Information
- Country: Canada
- Federation: Baseball Canada
- Confederation: WBSC Americas
- Manager: Ernie Whitt
- Captain: Josh Naylor
- Team Colors: Red, White, Black

WBSC ranking
- Current: 19 ▲1 (26 March 2026)
- Highest: 6 (December 2012)

Olympic Games
- Appearances: 2 (first in 2004)
- Best result: 4 (2004)

World Baseball Classic
- Appearances: 6 (first in 2006)
- Best result: 6th (2026)

WBSC Premier12
- Appearances: 2 (first in 2015)
- Best result: 5 (2015)

World Cup
- Appearances: 17 (first in 1970)
- Best result: Bronze (2: 2009, 2011)

Intercontinental Cup
- Appearances: 4 (first in 1973)
- Best result: 5 (1973)

Pan American Games
- Appearances: 11 (first in 1967)
- Best result: Gold (2: 2011, 2015)

= Canada national baseball team =

National sports team

The Canada national baseball team (Équipe du Canada de baseball masculin) represents Canada in international baseball. They are overseen by Baseball Canada, the governing body of baseball in Canada.

Canada was an inaugural member of the World Baseball Classic, making its debut in the first edition.

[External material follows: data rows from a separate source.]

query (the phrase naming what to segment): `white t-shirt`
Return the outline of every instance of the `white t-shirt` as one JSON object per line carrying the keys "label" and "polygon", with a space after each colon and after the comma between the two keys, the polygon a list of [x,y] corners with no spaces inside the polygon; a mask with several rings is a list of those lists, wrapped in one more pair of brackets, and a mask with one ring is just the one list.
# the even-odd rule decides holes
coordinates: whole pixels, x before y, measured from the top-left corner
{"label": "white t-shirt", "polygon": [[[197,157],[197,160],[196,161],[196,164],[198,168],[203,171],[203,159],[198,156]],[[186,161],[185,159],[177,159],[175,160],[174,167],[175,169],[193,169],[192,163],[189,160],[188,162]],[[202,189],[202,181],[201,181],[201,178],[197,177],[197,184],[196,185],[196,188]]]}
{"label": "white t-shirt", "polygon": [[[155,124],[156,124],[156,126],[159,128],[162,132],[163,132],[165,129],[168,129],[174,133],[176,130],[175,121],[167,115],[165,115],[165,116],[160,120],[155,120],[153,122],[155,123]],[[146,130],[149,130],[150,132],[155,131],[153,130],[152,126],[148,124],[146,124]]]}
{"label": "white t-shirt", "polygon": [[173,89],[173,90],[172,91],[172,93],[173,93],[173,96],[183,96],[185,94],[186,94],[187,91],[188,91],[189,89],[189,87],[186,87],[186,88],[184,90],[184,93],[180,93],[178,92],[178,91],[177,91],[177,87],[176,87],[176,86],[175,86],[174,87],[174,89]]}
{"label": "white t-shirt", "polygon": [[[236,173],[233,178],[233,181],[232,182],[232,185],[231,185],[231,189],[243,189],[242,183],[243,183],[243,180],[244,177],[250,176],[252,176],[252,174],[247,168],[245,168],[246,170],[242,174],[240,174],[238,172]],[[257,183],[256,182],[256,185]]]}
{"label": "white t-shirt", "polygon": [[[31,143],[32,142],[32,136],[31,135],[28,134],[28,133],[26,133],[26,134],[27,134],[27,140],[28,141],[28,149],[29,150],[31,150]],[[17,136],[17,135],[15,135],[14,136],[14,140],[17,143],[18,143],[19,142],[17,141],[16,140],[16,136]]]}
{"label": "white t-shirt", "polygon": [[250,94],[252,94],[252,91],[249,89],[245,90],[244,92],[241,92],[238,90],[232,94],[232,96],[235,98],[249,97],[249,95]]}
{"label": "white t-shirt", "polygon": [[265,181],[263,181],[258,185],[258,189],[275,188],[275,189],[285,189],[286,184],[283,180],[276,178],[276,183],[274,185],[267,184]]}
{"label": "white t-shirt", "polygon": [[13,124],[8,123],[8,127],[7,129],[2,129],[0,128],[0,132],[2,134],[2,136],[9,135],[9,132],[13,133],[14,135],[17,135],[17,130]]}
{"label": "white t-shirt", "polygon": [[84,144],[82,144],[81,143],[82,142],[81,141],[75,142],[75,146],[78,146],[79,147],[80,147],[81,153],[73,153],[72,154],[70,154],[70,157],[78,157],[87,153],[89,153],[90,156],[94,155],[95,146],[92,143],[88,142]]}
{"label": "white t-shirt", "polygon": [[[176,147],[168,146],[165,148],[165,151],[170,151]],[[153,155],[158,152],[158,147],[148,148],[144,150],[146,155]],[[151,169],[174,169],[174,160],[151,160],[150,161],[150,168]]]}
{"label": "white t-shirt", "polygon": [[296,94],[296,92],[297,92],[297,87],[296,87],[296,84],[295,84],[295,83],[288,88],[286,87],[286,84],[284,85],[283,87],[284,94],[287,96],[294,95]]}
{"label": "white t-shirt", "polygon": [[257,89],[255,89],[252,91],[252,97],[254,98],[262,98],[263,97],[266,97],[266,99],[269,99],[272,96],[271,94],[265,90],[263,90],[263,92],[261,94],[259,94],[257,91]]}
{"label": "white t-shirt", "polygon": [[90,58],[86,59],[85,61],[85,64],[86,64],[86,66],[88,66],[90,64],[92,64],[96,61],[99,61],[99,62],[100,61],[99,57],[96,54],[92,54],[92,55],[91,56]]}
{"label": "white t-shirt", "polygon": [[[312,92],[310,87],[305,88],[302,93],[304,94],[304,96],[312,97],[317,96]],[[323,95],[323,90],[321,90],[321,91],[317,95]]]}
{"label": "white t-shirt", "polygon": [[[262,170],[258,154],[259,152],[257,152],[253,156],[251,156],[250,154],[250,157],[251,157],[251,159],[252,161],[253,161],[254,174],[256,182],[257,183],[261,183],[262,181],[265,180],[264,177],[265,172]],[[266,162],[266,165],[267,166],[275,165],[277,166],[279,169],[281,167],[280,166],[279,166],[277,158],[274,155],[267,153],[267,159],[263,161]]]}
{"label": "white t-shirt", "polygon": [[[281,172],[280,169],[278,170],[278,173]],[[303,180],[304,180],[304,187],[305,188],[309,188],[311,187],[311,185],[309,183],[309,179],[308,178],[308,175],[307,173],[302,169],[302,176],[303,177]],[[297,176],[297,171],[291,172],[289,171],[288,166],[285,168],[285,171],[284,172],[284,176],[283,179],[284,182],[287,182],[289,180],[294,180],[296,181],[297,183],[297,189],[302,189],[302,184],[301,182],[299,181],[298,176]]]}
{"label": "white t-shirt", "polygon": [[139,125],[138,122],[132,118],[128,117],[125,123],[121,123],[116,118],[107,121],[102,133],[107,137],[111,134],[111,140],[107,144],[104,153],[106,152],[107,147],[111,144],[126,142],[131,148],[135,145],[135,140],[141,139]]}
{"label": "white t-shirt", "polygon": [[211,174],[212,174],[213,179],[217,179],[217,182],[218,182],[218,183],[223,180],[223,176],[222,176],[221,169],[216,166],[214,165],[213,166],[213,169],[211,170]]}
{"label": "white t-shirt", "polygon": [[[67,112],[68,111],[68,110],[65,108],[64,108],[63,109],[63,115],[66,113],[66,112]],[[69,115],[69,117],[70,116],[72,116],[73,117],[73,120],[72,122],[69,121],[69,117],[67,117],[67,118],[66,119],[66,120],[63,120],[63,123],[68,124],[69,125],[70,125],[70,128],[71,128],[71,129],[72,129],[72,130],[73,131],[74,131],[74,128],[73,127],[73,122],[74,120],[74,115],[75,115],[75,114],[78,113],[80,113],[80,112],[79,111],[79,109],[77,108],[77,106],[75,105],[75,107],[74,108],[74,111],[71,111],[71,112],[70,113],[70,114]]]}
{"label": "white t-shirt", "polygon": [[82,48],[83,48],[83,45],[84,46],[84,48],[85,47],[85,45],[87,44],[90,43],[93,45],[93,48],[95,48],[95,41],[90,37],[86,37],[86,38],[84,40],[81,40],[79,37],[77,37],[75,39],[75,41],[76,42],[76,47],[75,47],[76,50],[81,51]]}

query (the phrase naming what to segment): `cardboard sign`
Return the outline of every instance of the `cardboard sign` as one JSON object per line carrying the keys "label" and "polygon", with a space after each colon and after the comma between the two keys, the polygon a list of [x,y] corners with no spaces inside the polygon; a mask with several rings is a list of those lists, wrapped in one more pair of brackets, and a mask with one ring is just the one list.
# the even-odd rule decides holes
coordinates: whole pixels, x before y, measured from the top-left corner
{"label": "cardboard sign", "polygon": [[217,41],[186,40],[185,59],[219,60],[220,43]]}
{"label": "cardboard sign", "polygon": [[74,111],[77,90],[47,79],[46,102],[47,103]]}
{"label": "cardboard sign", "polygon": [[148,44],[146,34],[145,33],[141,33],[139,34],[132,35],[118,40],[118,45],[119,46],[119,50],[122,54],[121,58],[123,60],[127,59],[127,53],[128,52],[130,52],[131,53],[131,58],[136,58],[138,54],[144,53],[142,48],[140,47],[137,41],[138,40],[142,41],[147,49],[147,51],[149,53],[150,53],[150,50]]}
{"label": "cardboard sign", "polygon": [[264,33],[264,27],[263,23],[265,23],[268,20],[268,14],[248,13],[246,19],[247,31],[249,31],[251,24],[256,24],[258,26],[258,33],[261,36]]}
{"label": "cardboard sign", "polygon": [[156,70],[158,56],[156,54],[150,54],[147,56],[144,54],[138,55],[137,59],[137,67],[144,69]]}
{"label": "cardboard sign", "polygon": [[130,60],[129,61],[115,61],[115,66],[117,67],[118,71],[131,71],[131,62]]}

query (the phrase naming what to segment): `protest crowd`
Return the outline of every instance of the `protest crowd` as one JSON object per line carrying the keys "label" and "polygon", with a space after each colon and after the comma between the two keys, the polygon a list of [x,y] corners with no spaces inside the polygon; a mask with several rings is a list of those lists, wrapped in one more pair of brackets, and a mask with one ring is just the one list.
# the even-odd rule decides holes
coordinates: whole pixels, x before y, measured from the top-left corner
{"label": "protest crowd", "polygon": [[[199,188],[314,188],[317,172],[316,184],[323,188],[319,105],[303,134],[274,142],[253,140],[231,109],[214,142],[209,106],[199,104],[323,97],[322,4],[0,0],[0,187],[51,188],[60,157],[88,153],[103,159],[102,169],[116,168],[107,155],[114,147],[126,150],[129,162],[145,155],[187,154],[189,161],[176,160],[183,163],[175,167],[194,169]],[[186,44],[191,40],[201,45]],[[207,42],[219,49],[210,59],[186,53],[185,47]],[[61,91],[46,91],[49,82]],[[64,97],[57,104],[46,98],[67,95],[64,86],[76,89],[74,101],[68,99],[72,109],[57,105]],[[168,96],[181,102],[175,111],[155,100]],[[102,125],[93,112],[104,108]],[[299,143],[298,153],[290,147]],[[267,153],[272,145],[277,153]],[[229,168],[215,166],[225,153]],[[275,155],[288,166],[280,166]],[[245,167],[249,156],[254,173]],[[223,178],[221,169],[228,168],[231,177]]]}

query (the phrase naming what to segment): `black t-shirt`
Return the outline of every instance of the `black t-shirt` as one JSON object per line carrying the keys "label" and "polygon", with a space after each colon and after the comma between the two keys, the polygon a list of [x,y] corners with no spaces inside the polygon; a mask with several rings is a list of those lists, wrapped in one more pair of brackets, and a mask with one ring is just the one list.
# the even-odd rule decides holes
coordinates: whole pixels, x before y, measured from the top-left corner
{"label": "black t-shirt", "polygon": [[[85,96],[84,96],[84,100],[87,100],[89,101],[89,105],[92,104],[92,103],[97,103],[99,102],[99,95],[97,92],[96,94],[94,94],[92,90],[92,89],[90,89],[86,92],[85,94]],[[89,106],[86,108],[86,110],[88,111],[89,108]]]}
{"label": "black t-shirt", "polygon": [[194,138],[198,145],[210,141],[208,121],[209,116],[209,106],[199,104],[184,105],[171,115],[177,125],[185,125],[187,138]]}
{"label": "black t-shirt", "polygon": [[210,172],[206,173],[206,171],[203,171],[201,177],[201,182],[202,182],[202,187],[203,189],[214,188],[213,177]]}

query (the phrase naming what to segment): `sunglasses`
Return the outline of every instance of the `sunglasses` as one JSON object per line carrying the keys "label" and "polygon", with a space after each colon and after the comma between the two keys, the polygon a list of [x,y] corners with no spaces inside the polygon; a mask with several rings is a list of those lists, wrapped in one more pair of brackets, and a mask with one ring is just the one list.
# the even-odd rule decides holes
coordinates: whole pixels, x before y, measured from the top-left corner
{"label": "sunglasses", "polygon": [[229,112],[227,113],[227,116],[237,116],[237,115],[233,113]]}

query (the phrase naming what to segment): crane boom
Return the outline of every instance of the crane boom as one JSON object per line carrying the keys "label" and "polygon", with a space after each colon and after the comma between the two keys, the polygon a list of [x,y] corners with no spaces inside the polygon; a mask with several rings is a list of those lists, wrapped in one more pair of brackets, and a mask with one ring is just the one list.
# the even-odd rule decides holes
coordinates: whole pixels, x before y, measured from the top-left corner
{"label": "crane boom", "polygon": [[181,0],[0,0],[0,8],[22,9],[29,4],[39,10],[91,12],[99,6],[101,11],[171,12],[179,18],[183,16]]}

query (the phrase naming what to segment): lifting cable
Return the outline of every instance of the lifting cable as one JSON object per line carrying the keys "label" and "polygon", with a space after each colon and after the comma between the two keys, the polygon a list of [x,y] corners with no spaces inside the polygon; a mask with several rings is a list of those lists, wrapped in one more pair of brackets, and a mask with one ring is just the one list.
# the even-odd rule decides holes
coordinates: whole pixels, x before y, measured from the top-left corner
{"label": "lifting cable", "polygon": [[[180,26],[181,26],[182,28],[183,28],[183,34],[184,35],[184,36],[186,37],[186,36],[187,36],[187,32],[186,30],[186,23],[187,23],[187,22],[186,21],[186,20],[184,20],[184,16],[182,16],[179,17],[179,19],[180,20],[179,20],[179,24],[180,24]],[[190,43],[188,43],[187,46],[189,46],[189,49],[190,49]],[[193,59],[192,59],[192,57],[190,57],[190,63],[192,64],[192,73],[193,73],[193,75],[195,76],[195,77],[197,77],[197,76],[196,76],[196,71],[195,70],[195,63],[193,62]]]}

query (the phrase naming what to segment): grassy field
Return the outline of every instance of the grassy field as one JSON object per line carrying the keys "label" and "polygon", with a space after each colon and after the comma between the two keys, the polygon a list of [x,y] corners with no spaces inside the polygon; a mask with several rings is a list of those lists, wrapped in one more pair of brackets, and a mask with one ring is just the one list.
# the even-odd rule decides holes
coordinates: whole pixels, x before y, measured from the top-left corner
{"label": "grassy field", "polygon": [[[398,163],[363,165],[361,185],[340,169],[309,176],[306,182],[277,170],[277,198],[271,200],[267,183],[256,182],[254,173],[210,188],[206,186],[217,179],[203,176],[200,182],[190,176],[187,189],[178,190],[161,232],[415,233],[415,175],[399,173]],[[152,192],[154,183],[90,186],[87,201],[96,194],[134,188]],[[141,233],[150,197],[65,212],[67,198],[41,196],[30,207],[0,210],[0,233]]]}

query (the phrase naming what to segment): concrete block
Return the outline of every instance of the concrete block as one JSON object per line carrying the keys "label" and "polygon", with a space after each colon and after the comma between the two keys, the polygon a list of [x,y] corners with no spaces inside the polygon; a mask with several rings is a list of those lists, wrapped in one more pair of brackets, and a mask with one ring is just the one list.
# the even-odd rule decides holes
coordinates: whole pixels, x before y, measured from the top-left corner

Team Canada competed in the 2026 World Baseball Classic in March 2026. The won Pool A and advanced to the quarterfinals for the first time. They were eliminated in the quarterfinals by the United States.

==History==
Cross-border baseball games had been played between Canadian and American team as early as 1856, though these were played by clubs and thus not necessarily true internationals.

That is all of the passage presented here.